Nevertheless, some Iraqi engineers and technicians, to whom a number of valuable and state-of-the-art equipment were entrusted to protect them from the war, returned them to the new temporary building.

Others helped U.S. soldiers storm markets known for selling looted government equipment, especially the electrical ones, which were being sold at dime a dozen.

IslamOnline.net correspondent, while touring one of such markets, happened to find the famous fake nightingale of the Iraqi TV, which whistles a piece of music similar to the one used to start the daily transmission of Baghdad radio over 70 years, with 300,000 Iraqi dinars ($200) put on it.

Dozens of original Iraqi movies, such as al-Qadisia and King Ghazi, were being also sold in the market at $10 per movie, not to mention hundreds of rare radio and TV videos available at less than 50 cents for every ten videos.

No Qur’an, Adhan

The absence of Qur’an recitation, Adhan and national anthem, however, was conspicuously obvious.

Nidal Salem, a news broadcaster, admonished the bulletin’s director for starting the first transmission after war without airing recitation of the Glorious Qur’an.

But he argued that “all videos of Qur’an have been stolen.”

The TV also did not interrupt programs to broadcast Al-Maghrib and Ishaa Adhans, or calls for prayers, as it used to do in the past and made no mention of them.

“We took pains to resume transmission after a long hiatus. The Americans, in effect, did not take any concrete steps but only made hollow promises.
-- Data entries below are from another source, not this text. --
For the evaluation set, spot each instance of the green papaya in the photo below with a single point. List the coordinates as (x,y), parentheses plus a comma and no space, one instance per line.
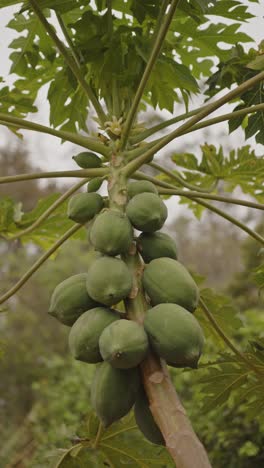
(87,160)
(70,299)
(84,206)
(145,420)
(153,245)
(111,233)
(85,333)
(113,392)
(123,344)
(108,279)
(140,186)
(147,212)
(91,257)
(167,280)
(174,334)
(94,184)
But we succeeded in resuming transmission, thanks to our sincere engineers and cadres,” Mohannad Aziz al-Rabei, a director, told IOL.

“Although U.S. troops gave us assurances that information freedom would not be restricted, they kept on meddling in some programs and dictate us to air some programs providing instructions to Iraqi citizens, urging them to steer clear of personnel carriers,” he added.

Walid Khaled, head of the outdoor filming unit, complained that he and his colleagues had not received their salaries over the past two months.